What to do with Roxham Road?
To this real question, the Bloc Québécois has just responded with an advertising slogan that the National Front would not deny: “Quebec is not an all inclusive. »
As a subtle rallying cry to all xenophobes.
Meanwhile, the leader of the Parti Québécois, Paul St-Pierre Plamondon, wants us to believe that by sending the Sûreté du Québec with chicken wire and leaflets, we will solve the problem.
A certain conservative nationalist movement (now in the majority in the PQ and the Bloc) gets so excited around Roxham Road, it’s like there’s something providential about it. The idea is not to find an intelligent solution, which is not simple, but to derive the maximum political benefit from it. And to be more “nationalist” than the CAQ. Too bad if it’s on the backs of migrants. Too bad if they are presented as profiteers, not to say great substitutes…
An “all inclusive”? Serious ?
Do you believe that people fleeing poverty, that these mothers who have crossed America on foot with their children, who pile into YMCAs while waiting for accommodation, come on vacation to Quebec?
With almost 40,000 crossings in 2022, the Roxham Road entry into Canada is not sustainable. The reception system cracks, asylum applications are not processed in time, exploiters abound.
Suzanne Colpron described yesterday in our pages the business of those who shuttle between Plattsburgh and Roxham Road for migrants from Latin America, Afghanistan or Haiti.
This old road was already used by African-Americans fleeing slavery by marching north. She rose to international prominence during the Trump years, when Justin Trudeau, in contrast, extolled Canada’s generosity to asylum seekers.
The path has become for many the bypass route of the Canadian immigration system. Not everyone who crosses the border is a legal refugee. A “refugee” is someone who is persecuted in their country – for political, religious, etc. reasons. Canadian law, inspired by international conventions on humanitarian law, grants citizenship to people who have fled persecution.
It is an exception to the immigrant selection system, which is quite demanding.
Poverty, even extreme poverty, does not qualify as a “refugee” within the meaning of the law.

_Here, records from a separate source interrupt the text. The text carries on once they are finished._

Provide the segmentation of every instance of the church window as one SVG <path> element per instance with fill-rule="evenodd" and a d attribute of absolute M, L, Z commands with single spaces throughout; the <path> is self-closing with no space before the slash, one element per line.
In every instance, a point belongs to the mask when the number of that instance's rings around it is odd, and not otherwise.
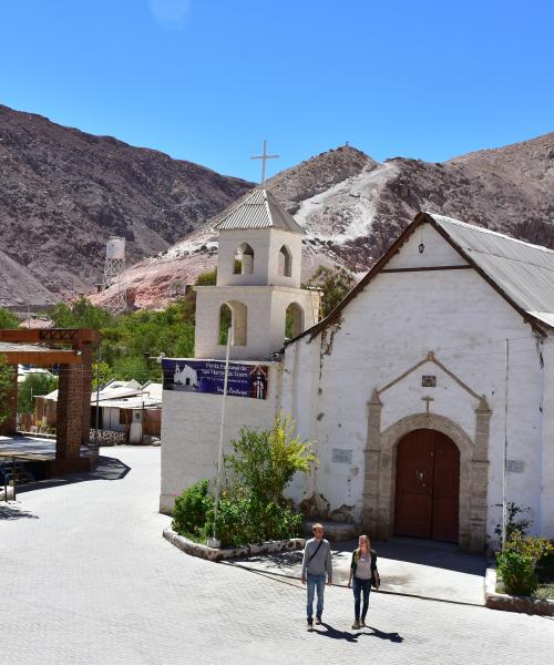
<path fill-rule="evenodd" d="M 290 303 L 285 313 L 285 337 L 293 339 L 304 330 L 304 309 L 298 303 Z"/>
<path fill-rule="evenodd" d="M 246 346 L 248 308 L 239 300 L 229 300 L 219 309 L 219 335 L 218 342 L 227 344 L 228 329 L 230 327 L 230 346 Z"/>
<path fill-rule="evenodd" d="M 236 248 L 234 275 L 252 275 L 254 272 L 254 249 L 248 243 L 243 243 Z"/>
<path fill-rule="evenodd" d="M 293 255 L 286 245 L 283 245 L 279 250 L 279 275 L 283 277 L 293 275 Z"/>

But even if he does not qualify as a refugee in the sense of the law, even if it is “only” to hope for a better life, a migrant is not for all that a “profiteer” that one can afford to compare to a vacationer who exploits the taxpayer. Of course people use and abuse the Canadian system. Of course the path is famous in the world.
But these migrants who arrive from Venezuela, Haiti, Nigeria are fleeing, when they are not fleeing persecution or war, often fleeing poverty. By saying “Quebec is not an all-inclusive”, it is not the politicians that we are targeting: it is them that we designate with national contempt.

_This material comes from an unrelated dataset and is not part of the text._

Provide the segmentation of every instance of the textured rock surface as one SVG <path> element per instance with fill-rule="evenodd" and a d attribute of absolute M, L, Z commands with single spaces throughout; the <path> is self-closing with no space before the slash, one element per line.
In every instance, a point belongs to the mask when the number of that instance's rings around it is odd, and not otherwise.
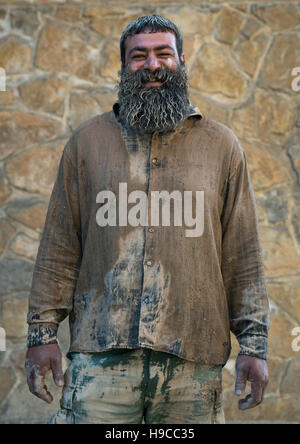
<path fill-rule="evenodd" d="M 137 16 L 159 13 L 181 29 L 190 97 L 233 129 L 246 152 L 259 213 L 272 309 L 270 384 L 241 412 L 233 394 L 238 343 L 224 369 L 228 422 L 300 420 L 300 4 L 282 0 L 0 0 L 0 423 L 40 423 L 57 410 L 26 387 L 27 299 L 62 149 L 86 119 L 111 109 L 119 38 Z M 59 329 L 63 352 L 68 324 Z M 64 359 L 64 366 L 67 365 Z"/>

The Quebec Minister of Immigration, Francisation and Integration, Christine Fréchette, told the truth: if we simply close Roxham, we move the problem and we probably put people in danger.
The watchword of the Legault government, however, is to “close Roxham”, so she corrected her statement. But François Legault knows it: it will not be solved with a Frost fence. Especially when you know that US government employees refer applicants to Roxham.
The pressure from the South is transferred to the North.
If we want things to be done in a somewhat orderly fashion, we will have to do so with American collaboration. Even if it means reviewing the safe third country agreement – yet, already, under this agreement, an asylum seeker is required to make his request in the first country, before attempting to reach Canada by land. It’s not easy, among other things because Washington has no real interest in closing the northern valve.
But even when we have curbed the migratory flow of this path on which we focus all our attention, the arrival of migrants will not stop by magic, or with leaflets. This is one of the great challenges of humanity for this century.
Developed countries cannot relieve all the misery of the world. But we not only have a humanitarian duty and commitments: we also have a great benefit to draw from welcoming refugees.
The least politicians can do, if they really are on the side of intelligent solutions to this real problem, is not to stir up contempt. Not to play with the border to scare people, as is done in some American or European states.